Do you have any experience in roasting, cupping, business etc? Of course how you start off is up to you and everyone has to start somewhere but I would really be looking to invest all my time, money and energy into learning the craft rather than trying to hook up direct-trade deals at this stage, if you know where to look there are some fantastic buyers/importers/brokers out there who will be able to offer you what you need, remember aswell that for you to hook up direct trade deals with top quality growers(Just becuase it came from a small farm out the back end of nowhere, run by a man and his wife, doesn't necessarilly mean it's going to be a good coffee, separating the wheat from the chaff is a task that will involve spending alot of time and money visiting hundreds of farms and whatnot) will be a very difficult task and somebody like Mercanta for instance, that is all they do, sourcing top quality coffees, they have far better means than you do and roasting their coffees will probably get you alot further than going it alone, once you have the experience, skills and knowledge gathered over a few years, then go and seek out the direct trade if you still want to.

Spend this time you have now Studying Studying and Studying some more, speak to people in the industry and try and get some hands on experience where you can.

Of course this is only my opinion and you must follow your own dreams.


----------



## Greenbeanbuyer (Oct 15, 2012)

Will be starting from scratch when back in the UK. While I'm in South America I might as well learn what I can here. Not setting up direct trade at this stage. Just getting an idea of this end of the industry. I should clarify that I would be selling bags of roasted coffee, not in cups. And not necessarily gourmet coffee, just better than what most people drink but at the same price.


----------



## Outlaw333 (Dec 13, 2011)

Wow, well yeah if you are in South America right now, what a fantastic learning opportunity! I'm jealous!

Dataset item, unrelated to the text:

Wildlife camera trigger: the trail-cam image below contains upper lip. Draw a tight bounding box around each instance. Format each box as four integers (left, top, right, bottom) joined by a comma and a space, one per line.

Keep your options open and learn your industry and where it is going and where you are going before you make your mind up about your business model, it's much easier to make a first impression than it is to change your model later on, so make sure you are clear on what you want to achieve before you start, obviously I am biased as are most of us here on the forum but I can see you doing what virtually all of us here did which was to be introduced to some form of commodity coffee and then before you know it you are on Coffee Forums at 3am discussing the finer points of the Q-grade Wote Yirgacheffe that you have spent the last week with your Chemex trying to tease out that subtle hint of jasmine! The world of coffee is like the rabbit hole in Alice In Wonderland, just make sure you have met the Mad Hatter before you start making scones for the next tea party.

Where abouts do you live out of interest?


----------



## Greenbeanbuyer (Oct 15, 2012)

Thanx for all the info. Will write more when less busy. Just bought my first beans in Ecuador. Crossing the border to Peru today to buy some more. Then Colombia.


----------